Dada Salon Kabarett’te prömiyer yapan “Kanlı Kabare”, güçlerinin farkında olmayan kadınların hikâyesini sahneye taşıyor. Oyunun başrollerinde yer alan Derya Alabora ve Okan Bayülgen, Milliyet Sanat’ın konuğu olarak hem oyunu hem de birlikte sahneye çıkma süreçlerini değerlendirdi.
Alabora, kabare türüne olan sevgisinin bu projeyi kabul etmesinde etkili olduğunu vurguladı. “Kabare yapmayı çok seviyorum, bu yüzden teklifi tereddütsüz kabul ettim,” diyen oyuncu, sahne üzerindeki enerjisini bu formun özgürlüğünden aldığını ifade etti.
Bayülgen ise kabare sanatının farkını şu sözlerle anlattı:
“Kabarede bir numarada eğlenme ve eğlendirme vardır. Her seyirciden sorumludur bir kabare oyuncusu.

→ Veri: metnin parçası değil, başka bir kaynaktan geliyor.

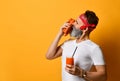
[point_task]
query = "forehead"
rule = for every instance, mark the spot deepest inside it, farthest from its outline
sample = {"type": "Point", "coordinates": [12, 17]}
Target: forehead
{"type": "Point", "coordinates": [79, 20]}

Hem muhteşem olacaksın hem de seyircinin karşısında her sınavdan başarıyla çıkacaksın.”
“Kültür, sanat ve tarih geri gitmeye başladı”
Oyuncu Derya Alabora, kültürel birikimin azalmasından duyduğu endişeyi dile getirdi. “Artık kültür, sanat ve tarih geri gitmeye başladı,” diyen Alabora, üniversitelerde verdiği derslerde gençlerin geçmişle bağ kuramadığını belirtti:
“Yeni öğrencilerimize ‘Yıldız Kenter’i tanıyor musunuz?’ diye soruyoruz, çoğu bilmiyor. Çünkü okumuyorlar, geçmişle bağlantısını koparmış bir nesil geliyor.”
“Kabare yazarı ölümlü olmayı kabul eder”
Okan Bayülgen, kabarenin tarih boyunca politik cesaretle anıldığını vurguladı. “Karl Valentin’den Ferhan Şensoy’a kadar kabare hep politik meseleleri sahneye taşımıştır,” diyen Bayülgen, bu sanat dalının geçiciliğine de dikkat çekti:
“Kabare yazarı da tiyatro oyuncusu gibi ölümlü olmayı kabul eder. Kimsenin onları hatırlamayacağını bilirler ama yine de sahneye çıkarlar. Çünkü kabare, ölümlülüğü kabul eden bir sanattır.”